Une nouvelle politique intégrée en faveur de la jeunesse : Elle a été dévoilée par le ministère de la jeunesse et des sports

Une nouvelle politique intégrée en faveur de la jeunesse : Elle a été dévoilée par le ministère de la jeunesse et des sports

Le processus d’élaboration de cette nouvelle politique fera la part belle à une approche de concertation et d’écoute en vue de mobiliser les différents acteurs et intervenants dans ce secteur, aussi bien publics, privés ou de la société civile.

Le Maroc se dote d’une politique intégrée en faveur de la jeunesse. Le ministre de la tutelle, Rachid Talbi Alami, avait dévoilé fin octobre 2017 les contours de cette nouvelle politique intégrée de la jeunesse.
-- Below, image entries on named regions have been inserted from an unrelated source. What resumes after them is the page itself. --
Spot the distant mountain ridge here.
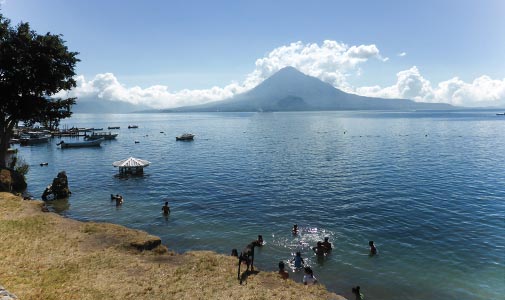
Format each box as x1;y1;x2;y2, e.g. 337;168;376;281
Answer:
72;98;149;114
165;67;455;112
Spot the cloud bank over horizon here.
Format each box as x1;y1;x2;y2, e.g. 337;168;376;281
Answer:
63;40;505;108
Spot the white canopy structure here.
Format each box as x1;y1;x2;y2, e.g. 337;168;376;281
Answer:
112;157;150;174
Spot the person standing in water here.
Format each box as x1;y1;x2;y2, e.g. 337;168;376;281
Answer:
291;224;298;234
161;201;170;215
303;267;317;285
352;285;365;300
368;241;377;255
279;260;289;279
291;251;305;269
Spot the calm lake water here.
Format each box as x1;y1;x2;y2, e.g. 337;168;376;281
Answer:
16;112;505;299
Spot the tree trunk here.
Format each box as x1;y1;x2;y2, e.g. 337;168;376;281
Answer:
0;123;14;168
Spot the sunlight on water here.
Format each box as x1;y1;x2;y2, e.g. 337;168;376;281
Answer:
20;112;505;299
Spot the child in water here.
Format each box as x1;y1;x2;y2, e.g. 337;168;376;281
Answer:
368;241;377;255
291;251;305;269
291;224;298;234
352;285;365;300
161;201;170;215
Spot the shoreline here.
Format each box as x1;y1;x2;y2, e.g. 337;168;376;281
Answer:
0;193;345;300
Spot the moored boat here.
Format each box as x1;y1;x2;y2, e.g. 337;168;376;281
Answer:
175;133;195;141
84;132;118;140
56;138;104;149
19;131;51;146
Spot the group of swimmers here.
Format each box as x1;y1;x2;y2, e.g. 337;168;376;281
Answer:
286;224;378;300
110;194;124;206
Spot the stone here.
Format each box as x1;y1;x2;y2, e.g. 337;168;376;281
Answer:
42;171;72;201
0;168;27;193
130;236;161;251
0;285;18;300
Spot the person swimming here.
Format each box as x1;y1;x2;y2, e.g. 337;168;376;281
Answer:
352;285;365;300
257;234;264;246
323;237;332;252
291;224;298;234
291;251;305;269
368;241;377;255
161;201;170;215
279;260;289;279
312;242;326;256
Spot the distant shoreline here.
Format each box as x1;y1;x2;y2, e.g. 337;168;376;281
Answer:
0;193;345;300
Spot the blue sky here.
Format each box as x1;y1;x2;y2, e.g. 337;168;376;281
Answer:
0;0;505;107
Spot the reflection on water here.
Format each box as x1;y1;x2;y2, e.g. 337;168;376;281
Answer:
15;112;505;300
45;198;70;214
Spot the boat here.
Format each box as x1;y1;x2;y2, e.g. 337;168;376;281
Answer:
175;133;195;141
84;131;118;141
56;138;104;149
19;131;51;146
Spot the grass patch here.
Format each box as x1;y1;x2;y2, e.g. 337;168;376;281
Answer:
0;193;343;300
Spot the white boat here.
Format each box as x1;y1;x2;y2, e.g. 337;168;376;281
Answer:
175;133;195;141
84;132;118;141
19;131;51;146
56;138;104;149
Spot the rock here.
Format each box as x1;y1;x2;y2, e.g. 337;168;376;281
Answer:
130;236;161;251
0;168;26;193
0;285;18;300
42;171;72;200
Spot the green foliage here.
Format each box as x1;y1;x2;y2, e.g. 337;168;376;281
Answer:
14;158;30;177
0;14;79;166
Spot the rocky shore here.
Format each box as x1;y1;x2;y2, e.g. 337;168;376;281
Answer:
0;193;344;300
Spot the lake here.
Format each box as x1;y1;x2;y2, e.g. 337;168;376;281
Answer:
15;111;505;300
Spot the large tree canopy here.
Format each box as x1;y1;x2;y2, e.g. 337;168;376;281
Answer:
0;14;79;167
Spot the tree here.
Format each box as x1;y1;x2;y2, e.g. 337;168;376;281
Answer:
0;14;79;167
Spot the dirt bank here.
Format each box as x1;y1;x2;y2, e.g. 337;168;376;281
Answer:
0;193;344;299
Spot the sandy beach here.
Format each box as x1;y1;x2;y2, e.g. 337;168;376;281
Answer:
0;193;345;299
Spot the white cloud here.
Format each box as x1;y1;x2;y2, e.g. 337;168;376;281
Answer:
61;73;244;108
355;66;505;107
65;40;387;108
64;40;505;108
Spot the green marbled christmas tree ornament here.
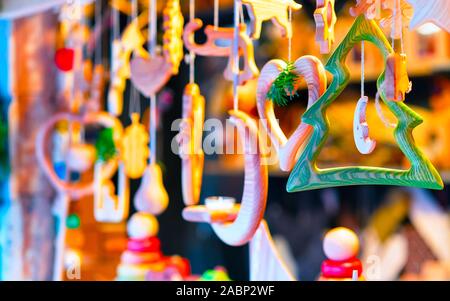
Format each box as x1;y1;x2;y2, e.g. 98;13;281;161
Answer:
287;16;443;192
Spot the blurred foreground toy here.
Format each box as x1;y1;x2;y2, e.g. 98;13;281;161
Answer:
319;227;364;281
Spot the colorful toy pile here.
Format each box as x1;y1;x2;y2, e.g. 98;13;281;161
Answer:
117;212;191;281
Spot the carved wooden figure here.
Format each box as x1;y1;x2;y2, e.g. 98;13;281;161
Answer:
121;113;149;179
407;0;450;33
256;55;327;171
183;111;268;246
183;19;259;84
177;84;205;206
353;96;376;155
163;0;184;75
383;53;411;101
36;112;123;199
314;0;336;53
242;0;302;39
287;16;443;192
94;162;130;223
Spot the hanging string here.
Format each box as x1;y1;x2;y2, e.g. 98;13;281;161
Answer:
288;6;292;62
214;0;219;30
112;0;120;41
232;0;240;111
148;0;158;56
361;41;365;97
148;0;158;165
131;0;138;22
94;0;103;64
189;0;195;84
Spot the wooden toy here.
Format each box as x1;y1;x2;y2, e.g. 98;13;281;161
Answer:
380;0;413;39
134;164;169;214
94;162;130;223
177;84;205;206
87;64;106;112
319;227;364;281
121;113;149;179
66;143;95;173
130;55;173;97
183;110;268;246
353;96;376;155
406;0;450;32
382;53;411;101
287;16;443;192
36;112;122;199
163;0;184;74
242;0;302;39
55;48;75;72
250;220;295;281
183;19;259;84
256;56;327;171
314;0;336;53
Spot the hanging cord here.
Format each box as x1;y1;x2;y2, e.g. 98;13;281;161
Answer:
189;0;197;84
128;0;141;118
112;0;120;41
214;0;219;30
148;0;158;165
232;0;240;111
288;6;292;62
94;0;103;64
361;41;365;98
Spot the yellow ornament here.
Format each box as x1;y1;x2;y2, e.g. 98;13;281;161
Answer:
122;113;149;179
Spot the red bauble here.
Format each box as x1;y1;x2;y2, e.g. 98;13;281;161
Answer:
55;48;75;72
127;237;161;252
322;258;362;278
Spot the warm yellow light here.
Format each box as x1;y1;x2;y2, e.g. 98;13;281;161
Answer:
417;22;441;35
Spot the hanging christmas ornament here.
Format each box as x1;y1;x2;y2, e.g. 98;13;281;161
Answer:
183;110;268;246
242;0;302;39
353;41;376;155
183;19;259;85
287;16;443;192
94;161;130;223
249;220;295;281
256;56;327;171
163;0;184;75
134;164;169;215
380;0;413;39
350;0;384;20
382;53;411;101
314;0;336;53
121;113;149;179
177;84;205;206
55;48;75;72
36;112;122;199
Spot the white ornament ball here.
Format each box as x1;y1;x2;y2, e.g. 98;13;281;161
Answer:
323;227;359;261
127;212;159;239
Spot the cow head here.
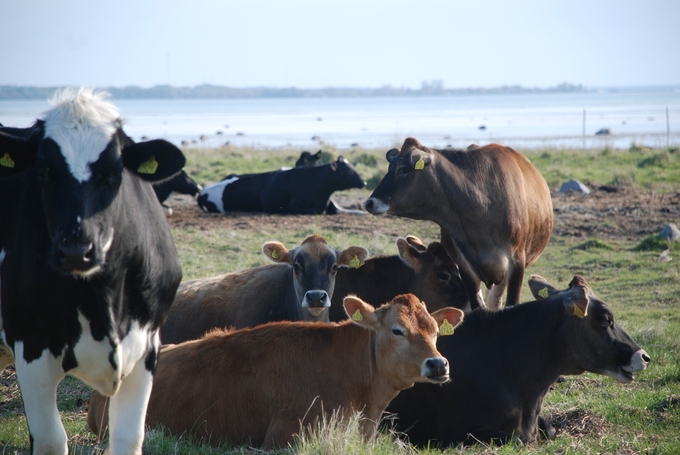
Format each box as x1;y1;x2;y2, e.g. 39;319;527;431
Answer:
397;235;470;311
330;156;366;189
262;235;368;322
0;88;185;277
295;150;321;167
364;137;436;218
529;275;651;383
343;294;463;390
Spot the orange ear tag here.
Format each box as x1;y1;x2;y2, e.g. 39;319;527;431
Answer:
137;155;158;174
439;319;453;337
0;152;14;168
574;304;588;318
349;254;364;269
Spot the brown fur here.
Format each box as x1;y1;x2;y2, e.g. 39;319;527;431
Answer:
88;295;463;448
366;138;553;307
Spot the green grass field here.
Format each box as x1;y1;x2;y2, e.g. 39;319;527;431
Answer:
0;147;680;455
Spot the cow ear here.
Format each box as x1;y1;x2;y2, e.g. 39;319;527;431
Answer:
385;149;401;163
0;123;43;177
563;286;590;318
122;139;186;182
262;241;290;264
411;149;434;171
342;295;378;330
432;307;465;336
397;237;423;273
338;246;369;269
529;275;560;300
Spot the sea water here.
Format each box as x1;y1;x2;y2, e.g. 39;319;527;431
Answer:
0;88;680;150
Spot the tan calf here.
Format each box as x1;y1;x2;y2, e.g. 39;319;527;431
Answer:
88;294;463;448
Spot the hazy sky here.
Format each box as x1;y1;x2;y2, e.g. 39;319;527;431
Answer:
0;0;680;88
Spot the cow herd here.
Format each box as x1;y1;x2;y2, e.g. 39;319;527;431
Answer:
0;89;650;455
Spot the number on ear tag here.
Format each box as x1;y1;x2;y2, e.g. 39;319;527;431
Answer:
439;319;453;337
0;152;14;168
137;159;158;174
349;254;364;269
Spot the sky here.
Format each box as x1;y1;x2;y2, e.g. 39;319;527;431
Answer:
0;0;680;88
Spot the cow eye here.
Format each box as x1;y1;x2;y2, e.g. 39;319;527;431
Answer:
397;166;411;175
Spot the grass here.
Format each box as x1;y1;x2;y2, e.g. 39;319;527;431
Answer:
0;147;680;455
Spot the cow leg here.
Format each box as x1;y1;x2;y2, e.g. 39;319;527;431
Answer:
14;341;68;455
109;358;153;455
504;258;524;306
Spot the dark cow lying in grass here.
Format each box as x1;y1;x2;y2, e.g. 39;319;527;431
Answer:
198;157;366;215
153;170;203;215
364;137;553;309
387;276;650;445
0;89;185;455
87;294;463;449
161;235;368;344
198;150;321;213
329;235;470;321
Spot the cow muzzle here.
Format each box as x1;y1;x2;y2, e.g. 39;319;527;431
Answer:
364;197;390;215
421;357;449;384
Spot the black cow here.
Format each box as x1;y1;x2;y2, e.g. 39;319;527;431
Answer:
0;89;185;454
153;170;203;207
387;276;650;445
329;235;470;321
260;157;366;215
198;150;321;213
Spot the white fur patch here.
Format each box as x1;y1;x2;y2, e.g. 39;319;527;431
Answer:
44;88;120;183
201;177;239;213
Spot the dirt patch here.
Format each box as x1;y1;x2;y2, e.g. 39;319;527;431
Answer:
168;187;680;241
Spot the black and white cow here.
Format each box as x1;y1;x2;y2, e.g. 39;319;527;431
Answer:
0;89;185;454
198;150;321;213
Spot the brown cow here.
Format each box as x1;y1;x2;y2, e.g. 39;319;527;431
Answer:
88;294;463;448
365;138;553;308
161;235;368;344
329;235;470;321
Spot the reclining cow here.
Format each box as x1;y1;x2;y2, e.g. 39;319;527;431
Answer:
387;276;650;445
161;235;368;344
198;150;321;213
88;294;463;449
364;137;553;309
0;89;185;455
329;235;470;321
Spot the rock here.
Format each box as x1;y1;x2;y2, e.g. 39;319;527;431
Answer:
659;223;680;242
560;179;590;194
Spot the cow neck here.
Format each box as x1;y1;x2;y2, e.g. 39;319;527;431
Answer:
457;300;568;388
332;321;404;421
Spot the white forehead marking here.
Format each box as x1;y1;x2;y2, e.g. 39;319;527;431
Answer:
44;88;120;183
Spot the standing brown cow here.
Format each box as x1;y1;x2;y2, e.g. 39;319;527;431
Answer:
365;138;553;308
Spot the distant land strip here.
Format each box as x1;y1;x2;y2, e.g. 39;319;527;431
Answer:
0;80;673;100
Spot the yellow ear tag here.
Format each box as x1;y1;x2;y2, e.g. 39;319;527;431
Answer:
137;155;158;174
349;254;364;269
439;319;453;337
0;152;14;168
574;304;588;318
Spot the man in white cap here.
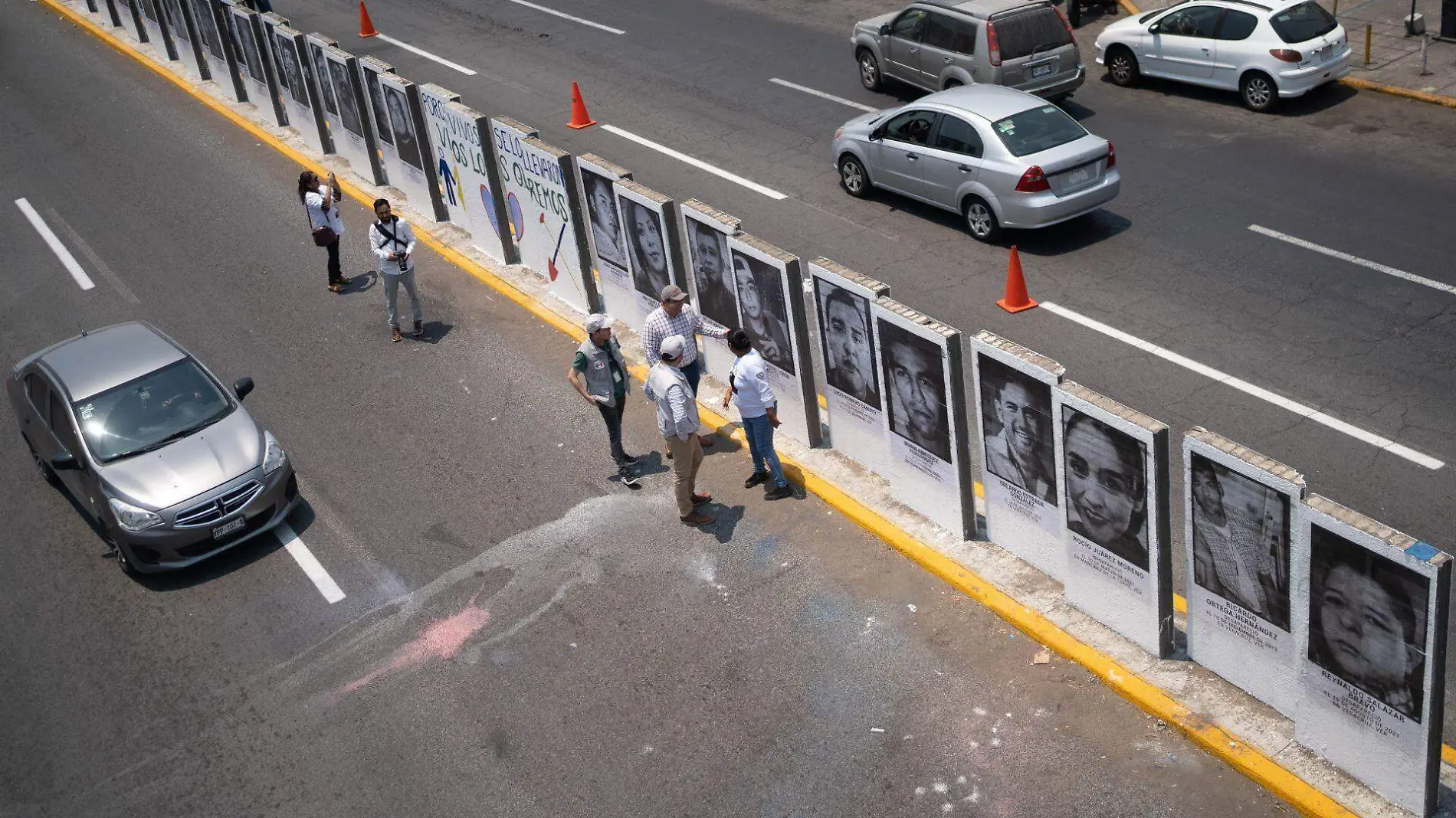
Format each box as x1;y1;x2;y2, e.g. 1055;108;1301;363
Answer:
642;284;728;446
642;335;713;525
566;313;636;486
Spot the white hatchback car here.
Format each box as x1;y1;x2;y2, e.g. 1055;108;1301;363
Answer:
1097;0;1349;110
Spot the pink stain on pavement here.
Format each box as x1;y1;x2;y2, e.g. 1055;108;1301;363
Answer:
339;597;490;694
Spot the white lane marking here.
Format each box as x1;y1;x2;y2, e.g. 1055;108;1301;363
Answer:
15;198;96;290
769;77;880;113
274;522;343;606
1249;224;1456;294
379;34;474;77
602;125;789;199
497;0;626;34
1041;301;1446;470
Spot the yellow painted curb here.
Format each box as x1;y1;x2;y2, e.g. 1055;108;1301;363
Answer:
1340;77;1456;110
41;0;1421;818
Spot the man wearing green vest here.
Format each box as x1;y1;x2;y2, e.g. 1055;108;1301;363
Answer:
566;313;638;488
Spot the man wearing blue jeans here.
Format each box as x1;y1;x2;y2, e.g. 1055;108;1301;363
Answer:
723;329;794;499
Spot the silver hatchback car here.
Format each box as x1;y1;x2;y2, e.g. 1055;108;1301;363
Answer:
831;86;1123;241
851;0;1086;102
5;322;299;574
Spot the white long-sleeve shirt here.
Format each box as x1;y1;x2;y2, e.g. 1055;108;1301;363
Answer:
731;349;779;417
369;215;415;275
303;185;343;236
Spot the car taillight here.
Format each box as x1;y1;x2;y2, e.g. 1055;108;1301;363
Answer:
1016;165;1051;194
1051;6;1077;42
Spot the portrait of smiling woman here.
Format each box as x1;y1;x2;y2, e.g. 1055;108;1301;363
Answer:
1061;406;1147;571
618;197;671;301
1309;525;1428;722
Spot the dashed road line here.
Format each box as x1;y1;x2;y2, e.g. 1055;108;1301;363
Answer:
769;77;880;113
1249;224;1456;296
274;522;343;606
1041;301;1446;470
602;125;789;201
379;34;474;77
15;198;96;290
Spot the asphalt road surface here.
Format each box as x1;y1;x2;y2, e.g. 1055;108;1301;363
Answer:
0;5;1298;818
264;0;1456;739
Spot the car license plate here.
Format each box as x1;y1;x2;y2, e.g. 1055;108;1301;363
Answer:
212;517;248;540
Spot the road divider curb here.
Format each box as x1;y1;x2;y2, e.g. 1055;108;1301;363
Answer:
31;0;1432;818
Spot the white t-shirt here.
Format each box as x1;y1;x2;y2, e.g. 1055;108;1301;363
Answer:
303;185;343;236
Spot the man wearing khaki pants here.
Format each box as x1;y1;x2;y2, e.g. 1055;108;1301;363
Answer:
642;335;713;525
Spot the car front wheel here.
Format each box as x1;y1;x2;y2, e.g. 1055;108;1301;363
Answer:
1107;45;1139;87
859;48;885;90
838;155;869;199
966;197;1002;241
1239;71;1278;113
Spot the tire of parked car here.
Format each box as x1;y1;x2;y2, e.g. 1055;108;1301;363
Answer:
961;197;1002;243
1107;45;1140;87
854;48;885;90
1239;71;1278;113
838;154;874;199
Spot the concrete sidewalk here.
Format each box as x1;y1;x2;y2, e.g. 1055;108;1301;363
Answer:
1326;0;1456;105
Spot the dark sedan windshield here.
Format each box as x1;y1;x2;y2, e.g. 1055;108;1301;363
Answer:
992;105;1087;155
74;358;233;463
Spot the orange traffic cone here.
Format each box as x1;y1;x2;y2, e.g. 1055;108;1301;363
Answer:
996;244;1037;313
359;0;379;37
566;81;597;129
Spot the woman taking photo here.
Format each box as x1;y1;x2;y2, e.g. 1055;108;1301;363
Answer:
299;170;349;293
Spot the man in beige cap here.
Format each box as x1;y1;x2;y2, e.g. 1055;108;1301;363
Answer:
642;335;713;525
566;313;636;486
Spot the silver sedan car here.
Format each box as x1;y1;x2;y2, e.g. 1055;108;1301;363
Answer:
833;84;1123;241
5;322;299;574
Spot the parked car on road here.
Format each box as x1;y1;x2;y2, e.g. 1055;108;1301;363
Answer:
5;322;299;574
1097;0;1349;110
851;0;1085;102
833;84;1123;241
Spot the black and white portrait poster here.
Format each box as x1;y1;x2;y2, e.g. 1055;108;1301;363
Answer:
1053;381;1173;656
728;233;820;446
971;332;1066;579
1293;495;1450;815
731;250;796;375
616;179;677;316
576;155;631;329
874;297;974;535
1184;428;1304;716
809;259;890;476
677;199;738;380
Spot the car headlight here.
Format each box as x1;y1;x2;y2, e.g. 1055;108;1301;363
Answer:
107;498;162;532
264;432;288;475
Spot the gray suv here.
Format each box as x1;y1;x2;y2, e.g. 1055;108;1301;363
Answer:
851;0;1086;102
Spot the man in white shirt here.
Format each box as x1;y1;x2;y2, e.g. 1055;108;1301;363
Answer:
642;335;713;525
369;199;425;343
723;329;794;499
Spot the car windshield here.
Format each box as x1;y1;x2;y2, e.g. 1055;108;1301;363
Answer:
1270;2;1338;42
74;358;233;463
992;105;1087;155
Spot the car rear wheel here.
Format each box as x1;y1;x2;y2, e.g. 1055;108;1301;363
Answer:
966;197;1002;241
838;155;869;199
1239;71;1278;113
858;48;885;90
1107;45;1139;87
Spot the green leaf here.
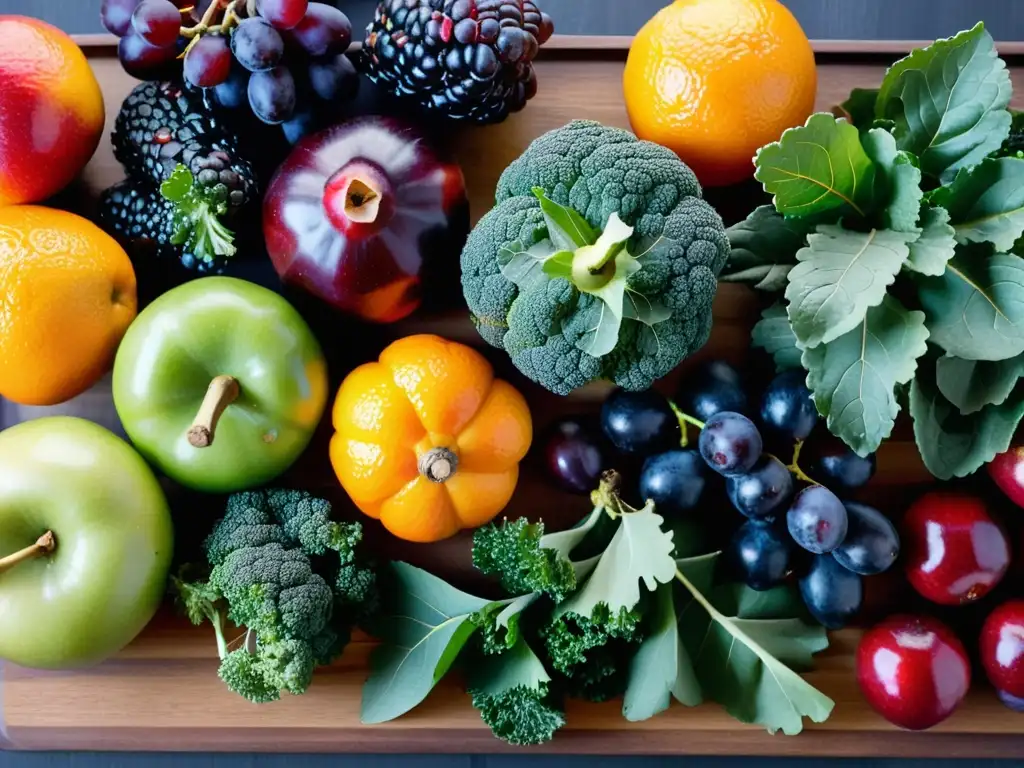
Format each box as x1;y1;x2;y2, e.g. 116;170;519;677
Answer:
935;355;1024;416
918;253;1024;360
903;208;956;278
874;23;1011;183
360;562;492;724
680;575;835;735
719;206;807;291
555;504;676;616
931;158;1024;251
836;88;879;131
623;584;703;723
785;224;918;347
498;240;572;291
754;113;874;216
860;128;925;232
751;301;803;373
160;164;195;203
910;367;1024;480
803;296;928;456
534;186;599;251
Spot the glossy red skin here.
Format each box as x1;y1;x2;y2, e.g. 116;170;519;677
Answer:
979;600;1024;698
857;615;971;730
988;445;1024;508
900;492;1010;605
263;117;468;323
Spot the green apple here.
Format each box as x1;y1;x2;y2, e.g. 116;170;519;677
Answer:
0;416;174;669
114;278;328;494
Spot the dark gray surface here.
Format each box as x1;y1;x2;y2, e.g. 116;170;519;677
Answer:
6;0;1024;40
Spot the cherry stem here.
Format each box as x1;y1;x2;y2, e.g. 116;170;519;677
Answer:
0;530;57;573
417;447;459;482
187;376;242;447
669;400;705;447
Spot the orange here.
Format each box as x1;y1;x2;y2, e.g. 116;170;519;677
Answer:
0;15;103;206
0;206;136;406
624;0;817;186
331;334;532;543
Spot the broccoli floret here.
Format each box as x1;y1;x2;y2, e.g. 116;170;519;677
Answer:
462;121;729;394
473;518;577;603
472;683;565;746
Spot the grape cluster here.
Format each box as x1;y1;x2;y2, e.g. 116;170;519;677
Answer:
100;0;359;142
545;361;899;629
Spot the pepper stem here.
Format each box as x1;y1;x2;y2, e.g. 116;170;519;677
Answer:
188;376;242;447
0;530;57;573
417;447;459;482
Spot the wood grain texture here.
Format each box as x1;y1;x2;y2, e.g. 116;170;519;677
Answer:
0;49;1024;758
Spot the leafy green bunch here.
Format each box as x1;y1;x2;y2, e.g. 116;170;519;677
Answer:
361;473;834;744
723;24;1024;479
171;490;377;703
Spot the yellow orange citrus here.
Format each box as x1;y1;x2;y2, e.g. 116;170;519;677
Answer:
0;15;103;205
0;206;136;406
624;0;817;186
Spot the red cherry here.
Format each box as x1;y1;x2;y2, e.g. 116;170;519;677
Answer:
857;615;971;730
902;492;1010;605
979;600;1024;709
988;445;1024;508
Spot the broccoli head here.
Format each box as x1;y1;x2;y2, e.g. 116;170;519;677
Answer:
462;120;729;394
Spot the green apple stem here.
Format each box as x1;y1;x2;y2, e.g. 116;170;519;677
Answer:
0;530;57;573
188;376;242;447
417;447;459;482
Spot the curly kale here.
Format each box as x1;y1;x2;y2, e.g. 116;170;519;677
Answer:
171;490;377;702
462;120;729;394
473;518;577;602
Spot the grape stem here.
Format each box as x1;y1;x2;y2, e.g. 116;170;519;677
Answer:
669;400;705;447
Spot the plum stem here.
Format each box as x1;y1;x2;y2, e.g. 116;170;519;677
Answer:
0;530;57;573
417;447;459;482
188;376;242;447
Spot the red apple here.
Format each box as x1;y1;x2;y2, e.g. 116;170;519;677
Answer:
979;600;1024;712
857;615;971;730
988;445;1024;507
902;492;1010;605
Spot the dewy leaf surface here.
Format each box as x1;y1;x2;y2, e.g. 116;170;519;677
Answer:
803;296;928;456
903;208;956;278
935;354;1024;415
874;23;1011;183
931;158;1024;251
754;113;874;216
785;224;918;347
360;562;490;724
918;253;1024;360
751;301;803;373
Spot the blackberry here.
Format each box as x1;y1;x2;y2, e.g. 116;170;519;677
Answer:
360;0;554;123
99;82;257;273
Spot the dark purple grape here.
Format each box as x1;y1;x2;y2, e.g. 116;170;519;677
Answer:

Le ministre a ainsi expliqué à l’occasion d’un Conseil de gouvernement que «la nouvelle politique intégrée de la jeunesse se base sur une vision globale et intégrée de l’offre publique destinée à cette catégorie». Selon des sources gouvernementales, «cette vision prend en considération les attentes et les aspirations de la jeunesse marocaine, toutes catégories confondues, en vue d’accompagner les jeunes et favoriser leur intégration au sein de la société».

L’objectif est «d’assurer la cohérence des politiques sectorielles destinées aux jeunes et de garantir l’efficacité et la cohésion des interventions des différentes parties, mais aussi la valorisation des efforts consentis à travers le caractère horizontal de la nouvelle politique intégrée de la jeunesse». Talbi Alami a également présenté les différents axes de l’offre publique qui constituera le pilier de la nouvelle politique intégrée de la jeunesse, allant des loisirs à l’accompagnement professionnel, en passant par la formation, l’accompagnement économique et l’assistance sociale et sanitaire. Les chiffres sont, en effet, édifiants selon le département de tutelle qui indique que les jeunes entre 15 et 34 ans représentent 34% de la population marocaine et que 51% de cette catégorie sont des femmes et 60% vivent dans les zones urbaines.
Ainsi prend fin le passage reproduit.